Still not doing homework

Good thing I don’t need to get this done before Sunday or I’d be in trouble. I guess I am just really bother by something going on with dad. I have been told by several people who I have shared with that this is end of life. Not necessarily today, or this week but within a Year to 2 years. Dad has memory problems he has Alzheimer and dementia. Lately dad been telling me mom been visiting him, she’s been sitting on the coach talking to him, about when he ready to go home. I know some of this is due to depression and sleeping more then being awake so he probably confusing reality with dreams. He has a couple times confused me with other people, this doesn’t bug me to much.
The other day I came home and he had told me I been home for an hour. Well I had just got in and stopped at the grocery store before coming home. He told me he saw me wearing my long skirt, okay I wear long skirts but I know I can’t be in two places at once. I wonder if dad was dreaming or actually awake and seeing things. The other day after he came home and went to his room, I found him sitting on his bed talking to someone who wasn’t there. He was looking at the coach and actively appearing to listen, and talk back to the person. I don’t know how to respond so I just walked by and let him be. Now I don’t have water that comes from the refrigerator if I did, I would think about changing the refrigerator water filters to make sure nothing was causing him to see things not really there. Maybe we have a Angel or he’s speaking to ghost which to me is a little more scary then an Angel. I am not scared of Ghost and now they exist, but talking to them about passing away well that’s a little hard to deal with.
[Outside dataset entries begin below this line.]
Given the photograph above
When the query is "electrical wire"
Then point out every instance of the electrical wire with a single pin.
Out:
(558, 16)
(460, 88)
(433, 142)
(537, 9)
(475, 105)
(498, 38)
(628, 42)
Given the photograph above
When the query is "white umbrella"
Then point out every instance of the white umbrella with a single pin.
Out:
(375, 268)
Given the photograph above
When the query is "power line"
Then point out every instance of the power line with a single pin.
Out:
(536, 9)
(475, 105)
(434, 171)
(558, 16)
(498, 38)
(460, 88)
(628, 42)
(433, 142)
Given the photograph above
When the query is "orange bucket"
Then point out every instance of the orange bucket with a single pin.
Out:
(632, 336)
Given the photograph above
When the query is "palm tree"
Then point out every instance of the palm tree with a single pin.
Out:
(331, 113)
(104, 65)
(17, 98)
I watch my dad die from cancer, watch hubby mom die from cancer, and now it appears I watching dad die from something just about worst then cancer, I think it just as bad. The hard thing is what dad has is taking him away, going to cause him to live in the past and not even realize the present. I know this will get worst overtime, and I know as a primary caregiver both me and my husband and going through a lot of things. Things we probably need to talk about, because it not healthy just leaving it fester and wait until it all explodes.
Dad sometimes gets so cranky, mean and unkind, he gets simply hard to deal with. The other day I got so upset with him, and went to the bedroom just to keep from saying anything to him I’d regret later. I know I shouldn’t let him make me cry because it really not him saying it it’s his illness, but it still stings and hurts sometimes.